Initialement, il voulait s’envoyer les 265 km et 16 500 m D+ de la TransGranCanaria 360°, qui allait permettre à une centaine de coureurs chevronnés de faire le tour de l’île de Grande Canarie, avant de repartir le soir même pour le second ultra au programme de la TransGrancanaria : 125 km quand même, juste histoire de partager la course avec des copains et d’être à nouveau finisher d’une belle et grande aventure… Concrètement, Luca Papi arrivera main dans la main avec son compatriote Peter Kienzl, en tête de course.

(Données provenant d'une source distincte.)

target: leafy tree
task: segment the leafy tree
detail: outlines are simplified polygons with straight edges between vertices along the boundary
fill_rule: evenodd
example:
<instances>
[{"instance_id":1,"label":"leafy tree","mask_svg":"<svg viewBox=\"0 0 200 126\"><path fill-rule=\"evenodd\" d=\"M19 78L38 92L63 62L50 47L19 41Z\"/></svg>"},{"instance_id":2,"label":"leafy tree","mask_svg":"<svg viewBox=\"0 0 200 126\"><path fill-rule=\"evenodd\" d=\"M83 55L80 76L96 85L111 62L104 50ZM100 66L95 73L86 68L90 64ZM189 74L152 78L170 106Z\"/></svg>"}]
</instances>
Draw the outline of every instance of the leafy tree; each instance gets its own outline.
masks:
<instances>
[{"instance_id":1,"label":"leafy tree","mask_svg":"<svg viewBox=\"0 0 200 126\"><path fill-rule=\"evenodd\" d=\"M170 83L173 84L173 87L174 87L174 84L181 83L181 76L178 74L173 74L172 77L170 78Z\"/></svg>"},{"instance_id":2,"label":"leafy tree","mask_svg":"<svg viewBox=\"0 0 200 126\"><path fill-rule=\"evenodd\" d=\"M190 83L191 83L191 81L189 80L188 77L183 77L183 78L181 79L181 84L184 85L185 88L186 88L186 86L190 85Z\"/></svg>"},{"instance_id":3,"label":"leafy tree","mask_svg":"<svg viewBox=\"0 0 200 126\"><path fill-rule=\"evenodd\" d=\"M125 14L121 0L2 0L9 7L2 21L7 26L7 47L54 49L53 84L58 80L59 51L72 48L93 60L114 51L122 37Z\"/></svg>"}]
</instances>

Les deux Italiens se partageant la victoire de la première édition d’un trail hors normes en 56 heures et 58 minutes.
Les hommes se sont retrouvés à 20 km du finish. « Avec ma tenue jaune (de l’équipementier WAA ndlr), Peter m’a vu arriver de loin. Moi, je ne savais pas trop à combien de temps de lui je me situais. Il m’a croisé, car il venait de se perdre. Je lui ai demandé comment il envisageait de finir la course. Au coude à coude ou ensemble… On a discuté, puis on a fait quelques selfies. Et voilà ! » commente tout simplement Luca Papi. « J’ai gagné un ami » ajoute-t-il sur son compte Facebook. Arrivé plus éprouvé que ce qu’il imaginait, le traileur à la grande chevelure rock and roll remettra raisonnablement l’enchaînement dont il rêvait à l’année prochaine pour mieux savourer sa victoire.
Un trail sauvage
Parmi les courses proposées par la TransGranCanaria, la 360° occupe une place à part. Pour participer à ce trail en semi-autonomie, en plus d’une bonne paire de jambes, les participants doivent emporter une tente légère et de l’argent pour pouvoir se restaurer régulièrement dans les villages traversés. Aucune assistance n’est autorisée en dehors des bases de vie. Mais les concurrents, dans la mesure où ils passent commandent et paient eux-mêmes, peuvent compléter leur ravitaillement en savourant un « pollo asado » ou une glace à l’eau comme l’a fait Luca Papi. Le parcours ne comporte pas de balisage. Juste une trace GPS fournie par l’organisation. Elle aura donné du fil à retordre à certains traileurs. Le malheureux Christophe le Saux en sait quelque chose : perdu dans un canyon à seulement 20 km de l’arrivée, il sera héliporté et encaissera une disqualification.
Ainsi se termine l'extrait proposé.